Two industries in need of regulation

But there are couple of industries left which really do need to be regulated

issue 29 August 2015

I had a water meter installed in my flat a few months ago. I looked at it just now and it said ‘13’. I didn’t know what ‘13’ meant, so I went online to check. Apparently, in a few months, four of us have used 13 cubic metres of water, or 13,000 litres.

The £40 I’ll pay for this seems rather a bargain: £40 is highly preferable to carrying 13,000 litres up two flights of stairs. But in any case I needn’t worry about overpaying, because there’s an organisation called Ofwat which keeps an eye on Southern Water to check that they don’t charge me £1 too much for my 13 cubic metres.

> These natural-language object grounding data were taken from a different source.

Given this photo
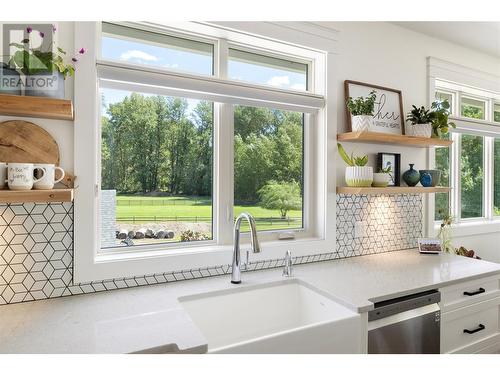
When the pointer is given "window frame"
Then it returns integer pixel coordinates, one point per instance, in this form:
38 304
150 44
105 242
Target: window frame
318 234
442 77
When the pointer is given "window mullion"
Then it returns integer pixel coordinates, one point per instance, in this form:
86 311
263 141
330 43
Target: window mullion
224 173
455 175
488 177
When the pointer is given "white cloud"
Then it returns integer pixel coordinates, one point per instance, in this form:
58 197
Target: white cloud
298 86
279 81
139 55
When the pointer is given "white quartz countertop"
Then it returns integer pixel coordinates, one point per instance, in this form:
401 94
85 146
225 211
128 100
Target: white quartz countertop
150 318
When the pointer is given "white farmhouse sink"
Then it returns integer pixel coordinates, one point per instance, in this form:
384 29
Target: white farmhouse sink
286 316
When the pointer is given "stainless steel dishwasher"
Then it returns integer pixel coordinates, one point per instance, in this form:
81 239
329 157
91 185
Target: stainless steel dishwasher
409 324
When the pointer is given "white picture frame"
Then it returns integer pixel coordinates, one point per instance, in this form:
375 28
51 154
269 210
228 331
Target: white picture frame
388 112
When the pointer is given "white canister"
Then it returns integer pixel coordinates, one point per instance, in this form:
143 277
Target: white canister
359 176
3 175
20 176
47 180
361 123
419 130
381 179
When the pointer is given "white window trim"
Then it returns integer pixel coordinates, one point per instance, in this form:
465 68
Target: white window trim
470 80
90 265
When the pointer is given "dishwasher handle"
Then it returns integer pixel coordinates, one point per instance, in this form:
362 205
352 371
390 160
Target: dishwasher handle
479 328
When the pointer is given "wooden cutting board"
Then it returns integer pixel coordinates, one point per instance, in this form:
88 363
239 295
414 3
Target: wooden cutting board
25 142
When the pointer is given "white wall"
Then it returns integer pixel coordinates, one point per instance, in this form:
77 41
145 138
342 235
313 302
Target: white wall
392 56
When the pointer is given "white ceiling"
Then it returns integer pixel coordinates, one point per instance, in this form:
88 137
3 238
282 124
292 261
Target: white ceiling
480 36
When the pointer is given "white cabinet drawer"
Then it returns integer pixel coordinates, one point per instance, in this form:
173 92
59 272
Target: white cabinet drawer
469 292
459 330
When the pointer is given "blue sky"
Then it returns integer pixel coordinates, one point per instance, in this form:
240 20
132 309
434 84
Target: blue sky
192 62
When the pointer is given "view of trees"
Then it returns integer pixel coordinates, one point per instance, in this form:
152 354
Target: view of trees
157 143
150 143
281 196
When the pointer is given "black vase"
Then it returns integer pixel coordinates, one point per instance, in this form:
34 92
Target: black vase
411 176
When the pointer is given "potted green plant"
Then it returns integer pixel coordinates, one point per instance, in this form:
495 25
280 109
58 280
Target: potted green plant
420 122
44 70
357 174
440 124
361 110
382 177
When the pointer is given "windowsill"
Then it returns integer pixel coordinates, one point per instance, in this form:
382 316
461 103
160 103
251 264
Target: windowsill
266 246
118 265
476 227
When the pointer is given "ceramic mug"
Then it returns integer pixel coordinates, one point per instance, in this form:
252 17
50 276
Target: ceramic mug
47 180
3 174
20 175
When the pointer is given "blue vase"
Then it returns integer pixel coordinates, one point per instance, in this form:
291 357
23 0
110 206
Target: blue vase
411 176
426 180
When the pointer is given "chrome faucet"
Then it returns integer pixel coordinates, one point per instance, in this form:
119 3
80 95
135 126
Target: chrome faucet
287 269
236 273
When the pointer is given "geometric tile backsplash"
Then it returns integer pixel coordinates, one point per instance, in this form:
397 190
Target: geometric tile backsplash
36 245
390 223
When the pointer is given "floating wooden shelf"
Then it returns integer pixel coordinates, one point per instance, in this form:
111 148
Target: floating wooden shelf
21 196
391 190
404 140
32 106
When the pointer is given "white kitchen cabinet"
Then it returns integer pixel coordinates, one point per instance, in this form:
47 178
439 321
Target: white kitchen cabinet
470 316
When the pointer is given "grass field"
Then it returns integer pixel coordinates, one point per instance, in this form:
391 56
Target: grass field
139 209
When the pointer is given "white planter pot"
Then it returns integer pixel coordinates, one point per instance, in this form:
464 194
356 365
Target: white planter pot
359 176
361 123
419 130
381 179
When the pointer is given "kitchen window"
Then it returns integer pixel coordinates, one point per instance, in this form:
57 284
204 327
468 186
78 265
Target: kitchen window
156 169
193 129
496 112
471 165
471 180
268 167
143 47
272 71
472 108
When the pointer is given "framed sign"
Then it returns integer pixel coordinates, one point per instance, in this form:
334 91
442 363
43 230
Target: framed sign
386 160
388 115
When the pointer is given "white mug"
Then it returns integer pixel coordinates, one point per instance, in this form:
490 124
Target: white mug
3 174
20 176
47 180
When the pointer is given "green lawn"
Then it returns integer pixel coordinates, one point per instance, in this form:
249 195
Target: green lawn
138 209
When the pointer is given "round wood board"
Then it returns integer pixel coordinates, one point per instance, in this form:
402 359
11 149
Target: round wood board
25 142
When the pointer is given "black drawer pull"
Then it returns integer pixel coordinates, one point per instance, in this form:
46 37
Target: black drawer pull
470 332
479 291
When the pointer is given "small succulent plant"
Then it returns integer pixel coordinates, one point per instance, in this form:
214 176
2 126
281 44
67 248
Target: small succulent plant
420 115
352 161
440 124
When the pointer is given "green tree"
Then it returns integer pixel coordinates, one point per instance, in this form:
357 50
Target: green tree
471 162
284 196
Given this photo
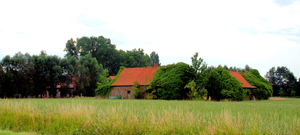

Then there’s my electricity bill; that seems fairly good value too. They write me a letter every month which effectively says, ‘You can either pay us £100 and live in the 21st century or you can not pay us and live in the 19th.’ Call me a gullible old neophile, but I’ve always gone for the 21st–century option myself. I suspect my wife, who is an Anglican clergy-woman, has doubts: she’d like us sitting round a piano singing hymns by candlelight or embroidering the Lord’s Prayer on a sampler but, for me, the fridge, the TV and the Sky package win out every time. In any case I don’t have to worry because there are people called Ofgem who keep an eye on the leccy folk to make sure they don’t charge me £1 too much.

And then there’s my broadband. I now get the fibre-optic kind, which means I effectively have a miniature British Library in my own home. I can watch on-demand arty French films in high definition, or hold live face-to-face conversations with people in Australia for free.